Open Access
THUNDER: A reference-free deconvolution method to infer cell type proportions from bulk Hi-C data
Author(s) -
Bryce Rowland,
Ruth Huh,
Zoey Hou,
Cheynna Crowley,
Jia Wen,
Yin Shen,
Ming Hu,
Paola GiustiRodríguez,
Patrick F. Sullivan,
Yun Li
Publication year - 2022
Publication title -
plos genetics
Language(s) - English
Resource type - Journals
SCImago Journal Rank - 3.587
H-Index - 233
eISSN - 1553-7404
pISSN - 1553-7390
DOI - 10.1371/journal.pgen.1010102
Subject(s) - thunder , deconvolution , population , cell type , biology , cell , computer science , algorithm , physics , genetics , demography , sociology , meteorology
Hi-C data provide population averaged estimates of three-dimensional chromatin contacts across cell types and states in bulk samples. Effective analysis of Hi-C data entails controlling for the potential confounding factor of differential cell type proportions across heterogeneous bulk samples. We propose a novel unsupervised deconvolution method for inferring cell type composition from bulk Hi-C data, the Two-step Hi-c UNsupervised DEconvolution appRoach (THUNDER). We conducted extensive simulations to test THUNDER based on combining two published single-cell Hi-C (scHi-C) datasets.
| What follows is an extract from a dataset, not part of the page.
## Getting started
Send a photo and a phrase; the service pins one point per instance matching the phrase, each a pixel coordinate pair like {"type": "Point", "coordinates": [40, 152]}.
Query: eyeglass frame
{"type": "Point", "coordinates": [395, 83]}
THUNDER more accurately estimates the underlying cell type proportions compared to reference-free methods (e.g., TOAST, and NMF) and is more robust than reference-dependent methods (e.g. MuSiC). We further demonstrate the practical utility of THUNDER to estimate cell type proportions and identify cell-type-specific interactions in Hi-C data from adult human cortex tissue samples. THUNDER will be a useful tool in adjusting for varying cell type composition in population samples, facilitating valid and more powerful downstream analysis such as differential chromatin organization studies. Additionally, THUNDER estimated contact profiles provide a useful exploratory framework to investigate cell-type-specificity of the chromatin interactome while experimental data is still rare.